La phase de problématisation et d'idéation de la recherche participative est une étape essentielle pour s'assurer que la recherche est menée de manière efficace et efficiente. Il est important de comprendre ce qu'est la phase de problématisation et d'idéation de la recherche participative, pourquoi elle est importante et comment la mener correctement afin de produire les meilleurs résultats.

  • Nous avons donc vu au travers de cette présentation de la co-problématisation que cette phase cruciale en recherche participative ou recherche orientée par la conception relève d’un domaine d’étude qu’est le socio-constructivisme : la construction de connaissances naît de l’interaction et de l’interdépendance des individus d’un groupe.
  • Le co-problématisation rassemble plusieurs acteurs initialement issus de milieux plus ou moins déconnectés afin de les amener à agir de manière coordonnée et réfléchie pour un but commun, impliquant notamment des passeurs, traducteurs ou Broker facilitant et décodant les échanges.
  • La co-problématisation relève d’une méthodologie de recherche “centrée utilisateur” et récursive, la recherche orientée par la conception qui tire une partie de ses traits fondateurs du Design Thinking.

Références

Beckman, S. L., & Barry, M. (2007, October). Innovation as a Learning Process: Embedding Design Thinking. California Management Review, 50 (1), 25–56. https://doi.org/10.2307/41166415

Brown, T. (2008). Design thinking. Harvard business review, 86 (6), 84.

Chang, C.-J., Chang, M.-H., Chiu, B.-C., Liu, C.-C., Fan Chiang, S.-H., Wen, C.-T., Hwang, F.-K., Wu, Y.-T., Chao, P.-Y., Lai, C.-H., Wu, S.-W., Chang, C.-K., & Chen, W. (2017). An analysis of student collaborative problem solving activities mediated by collaborative simulations. Computers & Education, 114, 222‑235. https://doi.org/10.1016/j.compedu.2017.07.008

Desgagné, S. (1997). Le concept de recherche collaborative : L’idée d’un rapprochement entre chercheurs universitaires et praticiens enseignants. Revue des sciences de l’éducation, 23(2), 371‑393. https://doi.org/10.7202/031921ar

Lapointe, P., & Morrissette, J. (2017). La conciliation des intérêts et enjeux entre chercheurs et professionnels lors de la phase initiale de recherches participatives en éducation. Phronesis, Vol. 6(1), 8‑20. https://www.cairn.info/revue-phronesis-2017-1-page-8.htm

Morin, E. (1982, October 20). Science avec conscience (French Edition). Fayard.

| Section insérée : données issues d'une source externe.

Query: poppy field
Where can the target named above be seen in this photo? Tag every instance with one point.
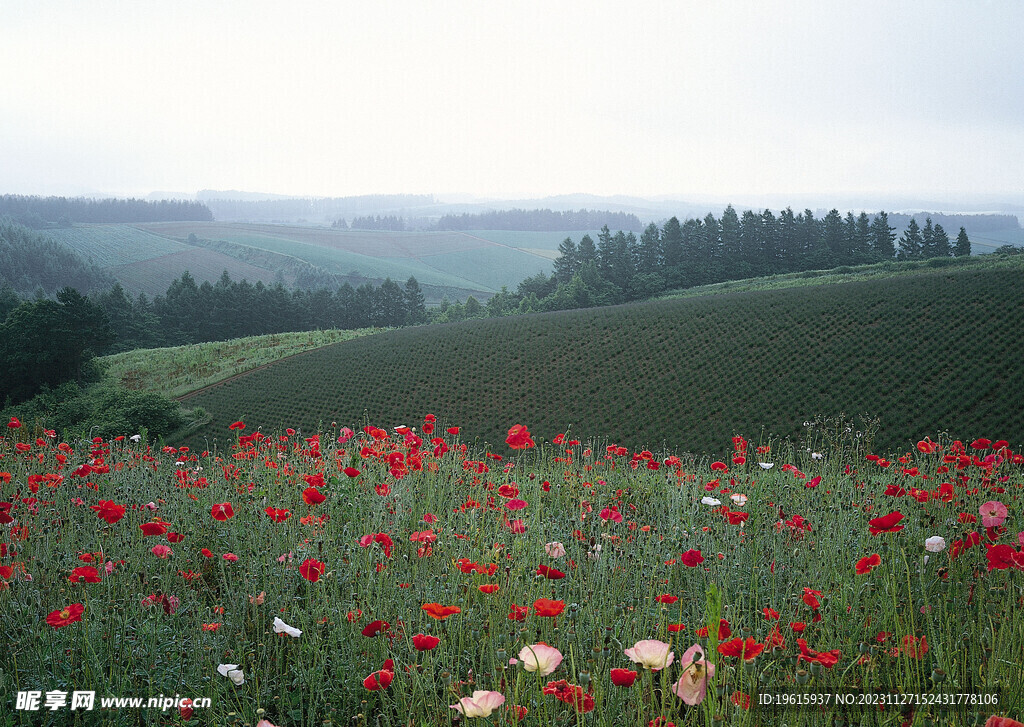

Orange, C. (2005). Problématisation et conceptualisation en sciences et dans les apprentissages scientifiques. Les Sciences de l'éducation - Pour l'Ère nouvelle , 38, 69-94. https://doi.org/10.3917/lsdle.383.0069

Thiollent, M. (2011). Action Research and Participatory Research : An Overview. International Journal of Action Research, 7(2), 160‑174.